Ce n'est qu'une fois que je veux que tu saches

苦し紛れの嘘を目を瞑って 抱いて

Je tiens les mensonges du désespoir les yeux fermés … »

 

Nous commençons à reconnaître le lieu qui nous entoure, on dirait bien que nous sommes déjà dans le vingtième.

La voiture tourne et s'enfonce dans une rue plus étroite.

« Tu connais cette chanson ?

 

- Oui ! C'est « 生暖かい雨とざらついた情熱 ».

Je n'en ai pas l'air, mais j'aime bien aussi tout ce qui est de ce genre. Répond Mae timidement.

 

- Disons que ton apparence ne colle pas avec ce que t'écoutes.

 

- Bien sûr que si ! Rétorque alors Mae.

J'aime beaucoup Amuro Namie et …pleins d'autres !

 

- Ah…? Fait-il tout en tournant la tête, surpris.

 

- Quoi ?... Demande Mae en fronçant les sourcils.

 

Amuro Namie hein … Dit-il sur un ton moqueur.

Tu sais qu'il y a une dizaine d'années, on la voyait partout. Je le sais parce que j'étais gosse et même si je ne l'aimais pas forcément, j'étais obligé de la connaître.

 

- Comment ça ? Demande Mae en pouffant.

 

- Et bien, c'était une diva. On la voyait partout, elle passait tout le temps à la télé et sur tous les écrans de ville.

 

- Pourquoi tu dis ça ?

 

- Parce que c'est vrai. Dit-il en tournant le volant.

Mais après, elle a eu un enfant, et il y a eu d'autres histoires, alors elle a arrêté un moment.

 

- C'est vrai ? Comment tu sais ça ?

 

- Tout le monde le sait, ou presque. Et maintenant, c'est devenu un dinosaure, ta chanteuse.

 

- Hé ! Je t'interdis d'insulter mes bons goûts ! Rétorque t-elle en boudant.

 

- Je ne l'insulte pas. C'est juste qu'elle est oubliée, elle se fait vieille.

 

- Ah bon ? Et …Hamasaki Ayumi ?

 

- Hein ? Fait-il encore en se retournant avant de rire.

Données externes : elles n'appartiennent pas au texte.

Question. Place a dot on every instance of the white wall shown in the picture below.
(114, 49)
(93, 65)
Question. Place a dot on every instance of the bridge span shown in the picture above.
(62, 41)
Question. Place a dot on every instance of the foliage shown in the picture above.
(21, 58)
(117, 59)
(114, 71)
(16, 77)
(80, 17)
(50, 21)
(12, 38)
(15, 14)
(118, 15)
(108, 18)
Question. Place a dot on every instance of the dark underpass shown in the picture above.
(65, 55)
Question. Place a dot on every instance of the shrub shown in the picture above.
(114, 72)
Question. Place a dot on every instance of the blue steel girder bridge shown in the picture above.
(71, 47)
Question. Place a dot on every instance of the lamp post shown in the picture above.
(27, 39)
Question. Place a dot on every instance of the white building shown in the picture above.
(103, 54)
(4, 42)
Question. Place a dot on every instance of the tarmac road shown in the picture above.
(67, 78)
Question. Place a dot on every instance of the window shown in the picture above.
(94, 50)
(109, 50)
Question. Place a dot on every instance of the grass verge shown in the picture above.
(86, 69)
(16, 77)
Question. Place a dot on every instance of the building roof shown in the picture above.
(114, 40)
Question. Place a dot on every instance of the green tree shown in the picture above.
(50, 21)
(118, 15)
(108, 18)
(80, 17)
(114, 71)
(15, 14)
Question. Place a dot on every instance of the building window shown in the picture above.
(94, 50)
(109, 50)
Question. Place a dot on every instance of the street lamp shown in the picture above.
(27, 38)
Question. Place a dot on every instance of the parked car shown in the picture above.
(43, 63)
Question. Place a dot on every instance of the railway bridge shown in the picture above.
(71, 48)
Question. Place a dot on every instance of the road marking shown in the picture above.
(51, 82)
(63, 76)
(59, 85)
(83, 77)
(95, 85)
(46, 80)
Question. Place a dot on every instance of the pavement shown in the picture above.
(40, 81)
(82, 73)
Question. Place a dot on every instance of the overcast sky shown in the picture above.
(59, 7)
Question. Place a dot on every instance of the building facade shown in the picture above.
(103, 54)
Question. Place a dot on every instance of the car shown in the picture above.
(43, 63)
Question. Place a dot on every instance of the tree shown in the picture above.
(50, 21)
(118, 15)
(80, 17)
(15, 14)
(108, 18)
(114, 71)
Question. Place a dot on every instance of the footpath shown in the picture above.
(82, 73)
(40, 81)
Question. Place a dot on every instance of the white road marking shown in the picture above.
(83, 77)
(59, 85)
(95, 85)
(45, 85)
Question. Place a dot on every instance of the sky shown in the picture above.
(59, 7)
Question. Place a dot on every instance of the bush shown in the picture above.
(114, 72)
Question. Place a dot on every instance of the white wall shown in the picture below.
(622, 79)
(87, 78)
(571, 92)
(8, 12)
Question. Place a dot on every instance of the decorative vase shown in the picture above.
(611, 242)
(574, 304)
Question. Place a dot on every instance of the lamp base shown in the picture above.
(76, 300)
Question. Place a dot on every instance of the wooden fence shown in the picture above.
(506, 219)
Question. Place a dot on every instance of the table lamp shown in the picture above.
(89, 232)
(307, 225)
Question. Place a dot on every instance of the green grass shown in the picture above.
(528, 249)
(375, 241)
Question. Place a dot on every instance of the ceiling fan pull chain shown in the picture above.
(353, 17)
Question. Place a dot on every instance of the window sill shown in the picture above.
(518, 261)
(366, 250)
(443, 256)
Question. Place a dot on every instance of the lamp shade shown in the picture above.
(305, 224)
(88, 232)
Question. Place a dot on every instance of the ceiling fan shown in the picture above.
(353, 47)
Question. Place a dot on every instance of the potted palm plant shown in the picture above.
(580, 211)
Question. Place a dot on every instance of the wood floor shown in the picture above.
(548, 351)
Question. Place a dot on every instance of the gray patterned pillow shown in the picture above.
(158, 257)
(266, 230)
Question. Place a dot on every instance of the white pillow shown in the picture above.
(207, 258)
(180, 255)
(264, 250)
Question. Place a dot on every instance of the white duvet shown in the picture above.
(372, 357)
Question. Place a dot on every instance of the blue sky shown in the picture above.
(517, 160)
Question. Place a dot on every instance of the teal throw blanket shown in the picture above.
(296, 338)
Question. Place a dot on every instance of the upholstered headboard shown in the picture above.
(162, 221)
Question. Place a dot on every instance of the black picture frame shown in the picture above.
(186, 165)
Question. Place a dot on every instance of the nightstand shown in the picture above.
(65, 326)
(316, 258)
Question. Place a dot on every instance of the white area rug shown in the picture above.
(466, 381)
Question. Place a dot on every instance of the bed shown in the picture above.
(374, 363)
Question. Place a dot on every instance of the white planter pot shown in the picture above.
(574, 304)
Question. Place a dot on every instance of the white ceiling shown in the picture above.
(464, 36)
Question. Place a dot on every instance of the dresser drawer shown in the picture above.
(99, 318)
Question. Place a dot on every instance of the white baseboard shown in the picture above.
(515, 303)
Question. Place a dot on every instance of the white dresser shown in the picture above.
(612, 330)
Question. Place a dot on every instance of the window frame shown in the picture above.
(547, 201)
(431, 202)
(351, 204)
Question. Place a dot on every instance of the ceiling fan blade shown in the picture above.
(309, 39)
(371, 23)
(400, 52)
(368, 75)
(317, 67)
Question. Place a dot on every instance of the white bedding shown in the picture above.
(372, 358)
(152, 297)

Alors elle, elle s'est complètement cassé la figure.

 

- Vraiment ? Pourtant… quand j'étais en France, pour eux, la chanteuse Japonaise à succès, c'était bien Hamasaki Ayumi

 

- Comme quoi, il y a des clichés des deux côtés.

J'ai aussi du Namiechan, si tu veux…

 

- Oh oui ! Jubile alors Mae.

 

-Ce sont des vieilles, je ne connais pas les nouvelles, elle chante toujours en anglais et je ne comprends pas. » dit-il en esquissant un petit sourire.

 

Alors à nouveau, de sa main gauche, manipule le poste et arrive à choisir un morceau de la fameuse Amuro Namie, « Dreaming I was dreaming ».

C'est sur cette chanson que se termine le « voyage ».

 

Nous sortons de la voiture en même temps que Mae.

 

Mae fait signe, et la vitre s'abaisse.

« Tu as toujours faim ? »

A travers la fenêtre entrouverte, nous apercevons clairement son visage dont les yeux sont toujours cachés par ces lunettes.

Il penche la tête d'un côté, lance un regard fixe, il semble hésiter.

Après quelques secondes de silence, il produit enfin quelques sons.

« Je n'ai plus trop faim finalement… »

 

Cette réponse nous laisse pensifs.

Pour la première fois, nous allons prendre une décision de nous même.

 

Mae recule alors, et s'abaisse, elle le remercie.

A notre grand dépourvu, elle demande si une autre rencontre est possible.

Il hésite encore.

Deux mots sortent de sa bouche percée, « peut-être ».

Sur-ce, Mae rentre dans l'appartement, monte les quelques escaliers et arrive chez elle.

 

Nous sommes encore dehors.

Nous voulons savoir.

Alors nous entreprenons enfin, juste pour une fois, de changer de sujet d'observation.

Alors nous embarquons de nouveau dans sa voiture, avant qu'elle ne démarre sans nous.